The advantage of this patent lies in: the patent discloses a technology for preparing a patterned platinum diselenide semiconductor film by using a metal mask, and a field effect tube array of a platinum diselenide semiconductor is prepared on the basis of the technology, so that the transfer and etching processes in the device preparation process are reduced, and the integration of material growth and device preparation is realized. Meanwhile, the field effect tube prepared by the method can also show a P-type or bipolar output characteristic according to the difference of the thicknesses of the platinum diselenide films, and an effective way is provided for the functional application of a two-dimensional platinum diselenide material.
Drawings
Fig. 1 is a schematic cross-sectional view of a prepared field effect tube array based on a platinum diselenide semiconductor thin film. In the figure: 1 gold layer, 2 titanium layer, 3 platinum diselenide, 4 oxide layer and 5 substrates.
Fig. 2 is a graph of the output characteristics of a platinum diselenide semiconductor fet based on a 1.6 nm thickness.
Fig. 3 is a graph of the output characteristics of a platinum diselenide semiconductor fet based on a thickness of 4.1 nm.
Fig. 4 is a graph of the output characteristics of a platinum diselenide field semiconductor effect tube based on a thickness of 4.7 nanometers.
Detailed Description
The technical scheme of the patent is explained in detail by combining specific embodiments.
Example 1
1) Plating a patterned platinum metal layer with the thickness of 1.1 nm on the oxide layer by using a metal mask plate and combining an ion beam sputtering method;
2) weighing 500 mg of selenium powder, placing the selenium powder in a ceramic boat, and reversely covering the platinum metal layer in the step 1 on the selenium powder in the ceramic boat, wherein a certain distance is kept between platinum and the selenium powder;
3) placing the ceramic boat in a quartz tube, vacuumizing the quartz tube to below 25 mTorr, introducing nitrogen to one atmosphere, repeatedly vacuumizing and introducing nitrogen for three times, removing air in the quartz tube, adjusting a needle valve to maintain the pressure in the tube at 750 Torr, and keeping the nitrogen flow rate at 50 standard milliliters per minute;
4) heating the ceramic boat and the tube furnace simultaneously, heating from normal temperature to 100 ℃ within 10 minutes, keeping for 10 minutes, heating the tube furnace to 650 ℃ within 60 minutes, and keeping for 10 minutes;
5) after finishing, rapidly pulling the ceramic boat in the step 4 out of the heating area, cooling to normal temperature for 20 minutes, and simultaneously cooling the temperature of the tube furnace to 250 ℃;
6) and (3) feeding the ceramic boat in the step (5) into a heating area to heat for 20 minutes, quickly pulling the ceramic boat out of the heating area after the heating is finished, naturally cooling to normal temperature, and taking out a sample to obtain patterned platinum diselenide with the thickness of 1.6 nanometers.

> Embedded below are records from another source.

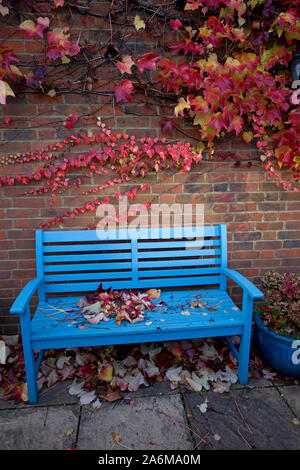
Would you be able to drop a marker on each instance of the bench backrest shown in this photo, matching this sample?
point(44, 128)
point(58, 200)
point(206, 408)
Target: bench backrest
point(77, 260)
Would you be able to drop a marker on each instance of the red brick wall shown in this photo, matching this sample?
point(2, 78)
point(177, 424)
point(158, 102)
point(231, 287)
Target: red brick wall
point(263, 221)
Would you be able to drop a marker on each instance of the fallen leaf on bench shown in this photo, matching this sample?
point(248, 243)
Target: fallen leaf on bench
point(177, 351)
point(87, 397)
point(203, 407)
point(61, 361)
point(94, 308)
point(117, 437)
point(153, 293)
point(185, 313)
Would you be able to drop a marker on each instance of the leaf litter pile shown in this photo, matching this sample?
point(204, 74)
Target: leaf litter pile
point(123, 304)
point(104, 372)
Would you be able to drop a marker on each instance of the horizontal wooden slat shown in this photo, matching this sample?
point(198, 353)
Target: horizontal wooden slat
point(90, 257)
point(86, 267)
point(178, 244)
point(147, 233)
point(83, 247)
point(179, 263)
point(177, 253)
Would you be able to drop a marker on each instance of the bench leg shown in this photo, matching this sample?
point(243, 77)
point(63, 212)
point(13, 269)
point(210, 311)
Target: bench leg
point(244, 350)
point(30, 366)
point(244, 353)
point(30, 375)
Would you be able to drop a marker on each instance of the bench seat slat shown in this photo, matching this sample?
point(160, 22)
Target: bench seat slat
point(145, 283)
point(44, 328)
point(179, 263)
point(100, 246)
point(177, 272)
point(90, 257)
point(91, 235)
point(178, 253)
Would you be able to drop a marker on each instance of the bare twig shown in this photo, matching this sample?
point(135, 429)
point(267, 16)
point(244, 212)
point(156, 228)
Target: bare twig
point(241, 415)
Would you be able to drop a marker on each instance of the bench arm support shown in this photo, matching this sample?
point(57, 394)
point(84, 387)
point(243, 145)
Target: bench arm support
point(244, 283)
point(23, 299)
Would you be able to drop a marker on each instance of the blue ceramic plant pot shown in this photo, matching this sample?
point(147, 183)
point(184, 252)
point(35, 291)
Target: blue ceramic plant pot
point(280, 353)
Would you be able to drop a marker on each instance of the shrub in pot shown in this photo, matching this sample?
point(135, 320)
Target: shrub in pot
point(277, 323)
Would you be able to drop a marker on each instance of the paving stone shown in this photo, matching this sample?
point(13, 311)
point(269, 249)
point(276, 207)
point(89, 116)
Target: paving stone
point(265, 412)
point(38, 428)
point(292, 396)
point(142, 426)
point(254, 383)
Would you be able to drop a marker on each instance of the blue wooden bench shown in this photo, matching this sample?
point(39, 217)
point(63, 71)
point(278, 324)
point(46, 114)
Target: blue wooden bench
point(72, 263)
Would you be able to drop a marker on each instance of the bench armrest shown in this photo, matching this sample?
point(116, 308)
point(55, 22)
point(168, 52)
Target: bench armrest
point(19, 305)
point(243, 282)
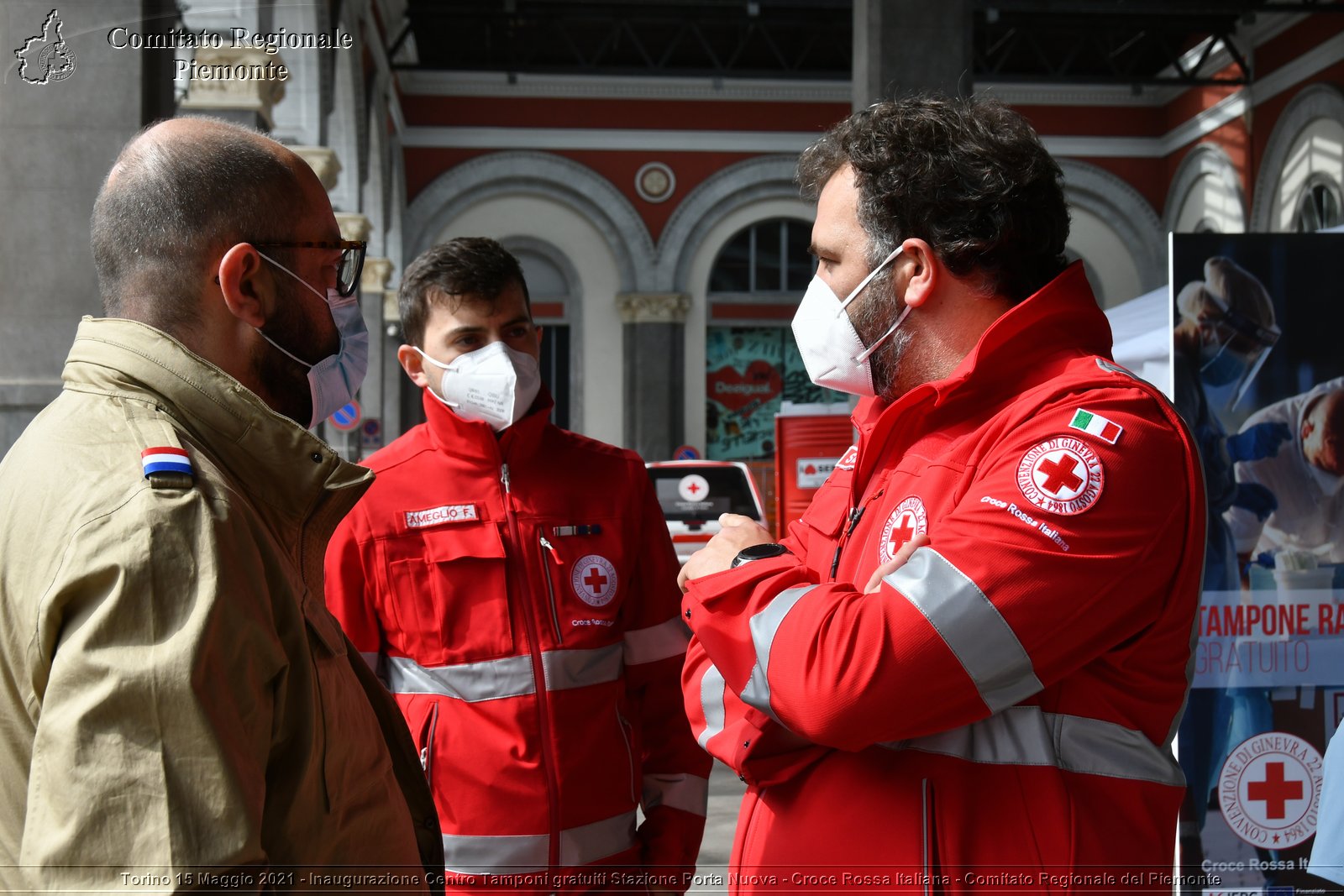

7) And (3) preparing a metal electrode on the platinum diselenide in the step (6) by utilizing an ultraviolet lithography technology and combining a dual ion beam sputtering technology and a stripping technology, wherein the lower layer contact electrode is 15 nanometers of titanium, and the upper layer electrode is 45 nanometers of gold, so that a platinum diselenide semiconductor field effect device array with a back gate structure is formed, the length of a single channel is 5 micrometers, and the width of the single channel is 100 micrometers.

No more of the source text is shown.